Xie Lian opens his eyes slowly, to the melancholy light before dawn. The little camp he’s made under the boughs of an aging willow is painted in blues and smudges of black like a child wiped ink across the paper with their fingertips. Curled on his side, he forces himself to breathe in the cold bite of night air and focus on the looming shadows of the trees across the river. This early in the morning, they’re still formless and unified, but for a moment, he imagines he sees a slender silhouette among them, a flash of white.
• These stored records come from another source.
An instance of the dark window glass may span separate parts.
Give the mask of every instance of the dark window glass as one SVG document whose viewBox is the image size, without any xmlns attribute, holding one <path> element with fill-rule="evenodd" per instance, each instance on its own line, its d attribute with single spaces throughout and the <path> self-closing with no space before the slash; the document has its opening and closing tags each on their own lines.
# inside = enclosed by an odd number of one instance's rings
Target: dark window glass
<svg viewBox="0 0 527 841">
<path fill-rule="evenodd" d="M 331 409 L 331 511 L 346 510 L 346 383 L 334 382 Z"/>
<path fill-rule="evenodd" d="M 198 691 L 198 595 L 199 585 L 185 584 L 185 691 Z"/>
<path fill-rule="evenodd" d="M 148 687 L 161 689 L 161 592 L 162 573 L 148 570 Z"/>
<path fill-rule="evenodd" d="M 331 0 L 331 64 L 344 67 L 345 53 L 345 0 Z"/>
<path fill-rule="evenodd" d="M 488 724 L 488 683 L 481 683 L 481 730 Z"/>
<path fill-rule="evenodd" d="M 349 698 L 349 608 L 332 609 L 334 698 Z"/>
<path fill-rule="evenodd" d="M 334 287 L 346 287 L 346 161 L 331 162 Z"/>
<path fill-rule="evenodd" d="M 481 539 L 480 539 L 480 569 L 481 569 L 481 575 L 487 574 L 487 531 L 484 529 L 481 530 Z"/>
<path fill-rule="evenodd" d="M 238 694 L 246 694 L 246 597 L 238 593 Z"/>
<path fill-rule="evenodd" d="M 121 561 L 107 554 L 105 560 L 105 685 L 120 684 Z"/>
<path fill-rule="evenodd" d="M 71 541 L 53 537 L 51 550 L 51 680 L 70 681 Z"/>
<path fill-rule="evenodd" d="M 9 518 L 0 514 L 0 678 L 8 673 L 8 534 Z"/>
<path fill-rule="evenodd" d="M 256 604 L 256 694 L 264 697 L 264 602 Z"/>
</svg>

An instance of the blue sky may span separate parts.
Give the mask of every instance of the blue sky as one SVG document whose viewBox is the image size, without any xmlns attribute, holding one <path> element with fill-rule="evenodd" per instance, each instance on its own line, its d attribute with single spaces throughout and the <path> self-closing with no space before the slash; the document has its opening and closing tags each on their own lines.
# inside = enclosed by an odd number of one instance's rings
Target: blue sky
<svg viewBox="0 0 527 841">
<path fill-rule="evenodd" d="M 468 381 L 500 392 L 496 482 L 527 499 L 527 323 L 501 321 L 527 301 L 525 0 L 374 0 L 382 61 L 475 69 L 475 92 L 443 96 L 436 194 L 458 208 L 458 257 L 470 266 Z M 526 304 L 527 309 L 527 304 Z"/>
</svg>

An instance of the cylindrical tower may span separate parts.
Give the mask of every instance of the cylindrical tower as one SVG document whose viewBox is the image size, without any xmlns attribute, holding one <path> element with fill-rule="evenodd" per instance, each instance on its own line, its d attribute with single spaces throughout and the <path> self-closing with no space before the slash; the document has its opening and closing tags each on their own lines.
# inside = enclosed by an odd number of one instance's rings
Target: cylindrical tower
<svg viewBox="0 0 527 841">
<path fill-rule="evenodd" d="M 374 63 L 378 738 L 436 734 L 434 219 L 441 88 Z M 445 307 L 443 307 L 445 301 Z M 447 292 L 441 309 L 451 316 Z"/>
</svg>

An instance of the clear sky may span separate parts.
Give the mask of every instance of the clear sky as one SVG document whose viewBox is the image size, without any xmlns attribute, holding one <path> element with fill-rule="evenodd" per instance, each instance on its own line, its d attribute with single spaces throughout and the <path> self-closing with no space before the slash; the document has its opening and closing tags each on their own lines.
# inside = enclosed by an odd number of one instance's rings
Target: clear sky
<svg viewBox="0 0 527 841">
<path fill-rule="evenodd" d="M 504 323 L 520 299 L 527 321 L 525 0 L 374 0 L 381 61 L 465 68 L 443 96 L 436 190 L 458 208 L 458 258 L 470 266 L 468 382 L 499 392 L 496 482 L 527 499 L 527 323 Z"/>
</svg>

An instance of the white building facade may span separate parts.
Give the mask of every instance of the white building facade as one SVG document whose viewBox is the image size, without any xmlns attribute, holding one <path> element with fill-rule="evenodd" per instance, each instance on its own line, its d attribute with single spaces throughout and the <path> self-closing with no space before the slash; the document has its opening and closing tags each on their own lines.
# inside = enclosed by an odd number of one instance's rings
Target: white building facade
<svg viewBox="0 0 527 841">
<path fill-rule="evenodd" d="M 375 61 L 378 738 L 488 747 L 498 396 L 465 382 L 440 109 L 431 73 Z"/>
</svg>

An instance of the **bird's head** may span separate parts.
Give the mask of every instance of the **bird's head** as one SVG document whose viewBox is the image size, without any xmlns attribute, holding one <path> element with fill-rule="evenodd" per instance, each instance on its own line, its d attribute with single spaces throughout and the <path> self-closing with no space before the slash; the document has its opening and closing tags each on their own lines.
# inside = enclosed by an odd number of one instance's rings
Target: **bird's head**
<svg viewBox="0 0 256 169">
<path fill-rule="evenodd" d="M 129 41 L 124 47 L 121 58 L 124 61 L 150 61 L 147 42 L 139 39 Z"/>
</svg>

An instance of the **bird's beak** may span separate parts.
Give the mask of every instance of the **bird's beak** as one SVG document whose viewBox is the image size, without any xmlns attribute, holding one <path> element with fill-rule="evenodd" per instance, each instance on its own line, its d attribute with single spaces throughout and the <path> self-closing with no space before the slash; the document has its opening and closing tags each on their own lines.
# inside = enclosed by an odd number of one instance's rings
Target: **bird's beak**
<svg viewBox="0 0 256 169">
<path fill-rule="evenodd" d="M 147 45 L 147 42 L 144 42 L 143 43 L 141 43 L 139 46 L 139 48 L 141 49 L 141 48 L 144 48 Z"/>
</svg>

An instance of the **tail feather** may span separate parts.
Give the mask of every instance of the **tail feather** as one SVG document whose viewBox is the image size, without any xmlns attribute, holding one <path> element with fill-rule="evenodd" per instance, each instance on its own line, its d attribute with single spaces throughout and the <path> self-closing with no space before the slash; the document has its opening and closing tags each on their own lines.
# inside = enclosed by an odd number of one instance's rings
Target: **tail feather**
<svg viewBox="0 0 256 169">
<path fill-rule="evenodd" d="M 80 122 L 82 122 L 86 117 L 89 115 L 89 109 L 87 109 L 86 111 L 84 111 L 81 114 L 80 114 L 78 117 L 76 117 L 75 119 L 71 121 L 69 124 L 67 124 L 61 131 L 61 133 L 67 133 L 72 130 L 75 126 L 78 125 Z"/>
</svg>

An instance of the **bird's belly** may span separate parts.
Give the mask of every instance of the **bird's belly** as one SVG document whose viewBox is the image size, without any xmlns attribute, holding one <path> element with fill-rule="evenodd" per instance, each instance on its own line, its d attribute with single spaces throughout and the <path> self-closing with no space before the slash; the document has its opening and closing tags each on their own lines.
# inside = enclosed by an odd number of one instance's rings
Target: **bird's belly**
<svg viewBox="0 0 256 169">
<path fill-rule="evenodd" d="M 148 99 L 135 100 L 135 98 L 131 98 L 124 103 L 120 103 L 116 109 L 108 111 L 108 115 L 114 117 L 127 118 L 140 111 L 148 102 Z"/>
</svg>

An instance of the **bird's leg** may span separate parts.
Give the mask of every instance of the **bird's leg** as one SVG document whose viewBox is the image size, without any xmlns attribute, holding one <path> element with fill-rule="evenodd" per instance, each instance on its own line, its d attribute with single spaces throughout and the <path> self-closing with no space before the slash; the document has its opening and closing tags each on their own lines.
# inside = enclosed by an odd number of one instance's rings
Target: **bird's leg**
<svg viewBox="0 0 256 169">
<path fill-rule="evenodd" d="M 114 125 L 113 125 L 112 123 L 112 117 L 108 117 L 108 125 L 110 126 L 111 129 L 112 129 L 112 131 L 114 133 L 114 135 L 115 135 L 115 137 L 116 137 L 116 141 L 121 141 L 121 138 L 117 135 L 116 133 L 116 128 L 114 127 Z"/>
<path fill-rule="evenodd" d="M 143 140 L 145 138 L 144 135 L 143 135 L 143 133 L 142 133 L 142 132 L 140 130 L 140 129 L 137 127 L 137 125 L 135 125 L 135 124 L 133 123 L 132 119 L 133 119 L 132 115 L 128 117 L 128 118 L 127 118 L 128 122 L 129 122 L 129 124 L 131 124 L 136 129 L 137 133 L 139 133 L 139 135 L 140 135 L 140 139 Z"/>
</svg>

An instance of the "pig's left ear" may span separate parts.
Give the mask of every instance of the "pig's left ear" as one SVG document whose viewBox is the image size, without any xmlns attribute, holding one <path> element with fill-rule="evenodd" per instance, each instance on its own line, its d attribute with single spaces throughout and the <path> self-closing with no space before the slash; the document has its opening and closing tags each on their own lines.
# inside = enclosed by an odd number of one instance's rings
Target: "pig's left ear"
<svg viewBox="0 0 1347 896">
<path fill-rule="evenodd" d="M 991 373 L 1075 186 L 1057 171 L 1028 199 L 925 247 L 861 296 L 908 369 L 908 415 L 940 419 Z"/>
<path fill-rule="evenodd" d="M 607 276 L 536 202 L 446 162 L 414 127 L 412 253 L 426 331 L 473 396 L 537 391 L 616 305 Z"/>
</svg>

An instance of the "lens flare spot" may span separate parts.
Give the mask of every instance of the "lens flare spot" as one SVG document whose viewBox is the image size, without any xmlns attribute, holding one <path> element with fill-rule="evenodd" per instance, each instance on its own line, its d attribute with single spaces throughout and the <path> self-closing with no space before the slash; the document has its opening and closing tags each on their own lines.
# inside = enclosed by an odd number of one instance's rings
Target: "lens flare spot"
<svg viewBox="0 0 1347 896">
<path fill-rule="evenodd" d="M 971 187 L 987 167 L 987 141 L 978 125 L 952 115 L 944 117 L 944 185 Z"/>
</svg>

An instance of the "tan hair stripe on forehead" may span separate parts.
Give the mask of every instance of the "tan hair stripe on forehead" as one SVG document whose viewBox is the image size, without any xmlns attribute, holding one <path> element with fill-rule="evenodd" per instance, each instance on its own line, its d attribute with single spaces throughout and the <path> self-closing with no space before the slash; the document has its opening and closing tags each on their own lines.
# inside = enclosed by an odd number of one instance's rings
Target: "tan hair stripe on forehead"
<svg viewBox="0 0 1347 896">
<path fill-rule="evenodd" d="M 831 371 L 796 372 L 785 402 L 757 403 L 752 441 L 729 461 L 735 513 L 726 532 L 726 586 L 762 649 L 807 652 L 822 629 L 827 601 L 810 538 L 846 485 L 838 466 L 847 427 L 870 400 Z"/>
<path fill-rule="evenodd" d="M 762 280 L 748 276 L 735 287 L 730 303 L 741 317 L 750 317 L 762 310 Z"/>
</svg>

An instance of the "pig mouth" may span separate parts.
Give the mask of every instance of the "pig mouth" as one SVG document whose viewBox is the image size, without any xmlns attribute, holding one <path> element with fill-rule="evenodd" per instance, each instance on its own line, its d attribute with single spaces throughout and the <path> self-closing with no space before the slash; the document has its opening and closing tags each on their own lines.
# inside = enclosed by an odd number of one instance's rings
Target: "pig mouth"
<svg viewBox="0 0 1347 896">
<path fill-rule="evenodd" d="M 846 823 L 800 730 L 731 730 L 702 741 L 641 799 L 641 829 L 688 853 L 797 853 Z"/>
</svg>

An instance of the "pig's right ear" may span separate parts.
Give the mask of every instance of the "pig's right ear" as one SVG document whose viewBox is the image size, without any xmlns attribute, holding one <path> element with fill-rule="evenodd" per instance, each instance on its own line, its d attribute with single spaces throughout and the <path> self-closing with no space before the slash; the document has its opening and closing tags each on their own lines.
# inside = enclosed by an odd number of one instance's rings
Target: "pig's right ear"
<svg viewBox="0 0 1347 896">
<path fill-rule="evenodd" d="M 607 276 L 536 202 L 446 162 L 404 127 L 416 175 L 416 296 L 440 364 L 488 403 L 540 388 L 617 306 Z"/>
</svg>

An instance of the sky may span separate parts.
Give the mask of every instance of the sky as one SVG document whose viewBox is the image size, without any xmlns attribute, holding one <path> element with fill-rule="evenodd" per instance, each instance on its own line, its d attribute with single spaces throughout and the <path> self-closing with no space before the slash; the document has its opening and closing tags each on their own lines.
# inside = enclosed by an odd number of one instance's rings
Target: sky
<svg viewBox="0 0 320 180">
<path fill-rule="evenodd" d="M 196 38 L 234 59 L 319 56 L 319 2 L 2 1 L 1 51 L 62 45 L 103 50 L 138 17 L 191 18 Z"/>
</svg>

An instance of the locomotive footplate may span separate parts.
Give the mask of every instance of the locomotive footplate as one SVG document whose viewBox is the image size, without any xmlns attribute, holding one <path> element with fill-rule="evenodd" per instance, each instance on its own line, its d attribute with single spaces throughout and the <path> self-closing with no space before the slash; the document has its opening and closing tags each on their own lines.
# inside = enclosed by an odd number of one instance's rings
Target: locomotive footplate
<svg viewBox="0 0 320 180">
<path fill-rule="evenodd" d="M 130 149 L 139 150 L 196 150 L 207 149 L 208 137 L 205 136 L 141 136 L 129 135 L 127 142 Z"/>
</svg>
He swallows hard and forces his eyes to focus until he can clearly see it’s only a younger tree amidst the great cedars here.
His hand slips up to his neck and presses gently. There’s no answering pang, no protest of tender bruises; only the cursed shackle remains, smooth and heavy under the bandages. He closes his eyes and tightens his hand, fingers digging into the firm muscle of his neck. For a moment, two, he allows himself to pretend. Already, the sensation of Wuming’s hands has started to fade from his skin, disappearing along with the heady want of the dream.
Selfish, he thinks and digs in harder. Shameful.
Ruoye wriggles off his wrist and starts patting at his face before shifting to tugging at his hand impatiently. He relents, ashamed at himself anew for such a weak and selfish response. Reaching for Ruoye, he strokes the bandage soothingly in apology and it squeezes his wrist once before unwinding to curl around his neck instead. It hangs there, a soft weight crumpling against his chest.
He tells himself he doesn’t remember what it felt like to have loving hands pressed there instead. He tells himself to forget.